Testing and development have always been the core of Lucy’s roles:
“I started out as a graduate engineer working in the aerodynamic test labs of Alstom (now GE) who make steam turbines. I went from assisting on a key rig to being lead engineer looking after performance testing of the next generation of steam turbine blades. This was also where I started coding as we moved to a more current data acquisition kit.
“From there I branched out into blade vibration testing, taking blade vibration signatures of new turbines in different factories across Europe. Next stop was managing the labs- both mechanical and aero testing. Then a move to wave energy, an area I really enjoyed, and I got to be part of the team guiding Alstoms investment in wave energy. Later I did some work with the tidal team too, looking at how to capture the story in the data streaming from our prototype unit.”
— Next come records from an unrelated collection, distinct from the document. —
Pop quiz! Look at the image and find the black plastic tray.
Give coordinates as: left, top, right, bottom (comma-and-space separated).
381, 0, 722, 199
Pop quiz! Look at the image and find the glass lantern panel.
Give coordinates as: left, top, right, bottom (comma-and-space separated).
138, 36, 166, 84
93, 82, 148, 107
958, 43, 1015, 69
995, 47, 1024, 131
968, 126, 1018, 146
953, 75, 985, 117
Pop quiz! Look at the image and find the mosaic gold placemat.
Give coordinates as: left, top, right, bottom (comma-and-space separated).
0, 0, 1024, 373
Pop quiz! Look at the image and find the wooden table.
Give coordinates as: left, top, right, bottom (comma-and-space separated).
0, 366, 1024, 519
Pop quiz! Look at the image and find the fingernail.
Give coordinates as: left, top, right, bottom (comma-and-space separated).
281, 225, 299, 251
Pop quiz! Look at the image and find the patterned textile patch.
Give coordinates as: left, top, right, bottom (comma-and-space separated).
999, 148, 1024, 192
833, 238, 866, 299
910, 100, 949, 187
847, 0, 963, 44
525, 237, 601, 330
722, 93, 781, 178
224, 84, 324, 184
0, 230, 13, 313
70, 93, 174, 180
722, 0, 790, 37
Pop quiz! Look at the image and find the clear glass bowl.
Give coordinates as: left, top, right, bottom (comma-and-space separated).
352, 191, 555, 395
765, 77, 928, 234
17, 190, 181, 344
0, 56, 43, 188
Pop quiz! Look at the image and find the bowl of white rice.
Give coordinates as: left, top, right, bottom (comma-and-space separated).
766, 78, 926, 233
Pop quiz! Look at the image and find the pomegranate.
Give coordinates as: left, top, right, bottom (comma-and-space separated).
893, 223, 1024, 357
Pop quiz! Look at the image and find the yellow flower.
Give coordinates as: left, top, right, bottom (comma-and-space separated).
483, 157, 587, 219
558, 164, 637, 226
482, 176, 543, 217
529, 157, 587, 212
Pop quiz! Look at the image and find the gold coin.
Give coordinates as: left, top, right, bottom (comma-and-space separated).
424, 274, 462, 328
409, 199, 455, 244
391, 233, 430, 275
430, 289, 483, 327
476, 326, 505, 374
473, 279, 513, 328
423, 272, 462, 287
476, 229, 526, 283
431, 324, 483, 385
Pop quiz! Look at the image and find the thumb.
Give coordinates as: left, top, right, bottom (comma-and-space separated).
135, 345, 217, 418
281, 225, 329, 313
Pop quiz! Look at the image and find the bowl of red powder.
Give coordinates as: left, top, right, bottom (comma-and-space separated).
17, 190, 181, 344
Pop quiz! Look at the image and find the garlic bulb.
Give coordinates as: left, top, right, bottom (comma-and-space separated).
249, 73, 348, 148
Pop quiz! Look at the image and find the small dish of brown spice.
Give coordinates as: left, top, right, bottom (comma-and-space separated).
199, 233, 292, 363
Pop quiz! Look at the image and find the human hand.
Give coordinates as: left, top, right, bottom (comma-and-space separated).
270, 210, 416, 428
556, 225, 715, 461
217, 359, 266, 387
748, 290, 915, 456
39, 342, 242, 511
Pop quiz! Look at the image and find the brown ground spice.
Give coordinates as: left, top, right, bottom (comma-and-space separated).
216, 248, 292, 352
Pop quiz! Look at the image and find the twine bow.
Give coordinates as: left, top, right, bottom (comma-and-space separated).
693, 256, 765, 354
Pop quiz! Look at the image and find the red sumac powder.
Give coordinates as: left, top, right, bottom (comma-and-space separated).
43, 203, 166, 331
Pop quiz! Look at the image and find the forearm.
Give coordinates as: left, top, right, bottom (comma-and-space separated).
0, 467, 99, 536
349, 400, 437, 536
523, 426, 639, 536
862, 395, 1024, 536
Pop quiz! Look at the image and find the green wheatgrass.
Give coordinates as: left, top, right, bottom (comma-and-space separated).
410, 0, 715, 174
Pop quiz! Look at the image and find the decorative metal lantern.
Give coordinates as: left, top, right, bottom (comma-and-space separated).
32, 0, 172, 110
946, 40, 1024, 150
At Lontra, Lucy is currently working on our LP2 blower, establishing its performance and behaviour under different conditions through data acquisition and testing.
“We are taking vibration measurement on our new machines so we can check everything is in spec, whilst learning how similar the machines are. This will also be the starting point to ensuring machine health in the future so we as well as our customers can check this information. It’s exciting that our first machines have now been shipped to the USA, I have been working with the local guys there to get the machines up and running.”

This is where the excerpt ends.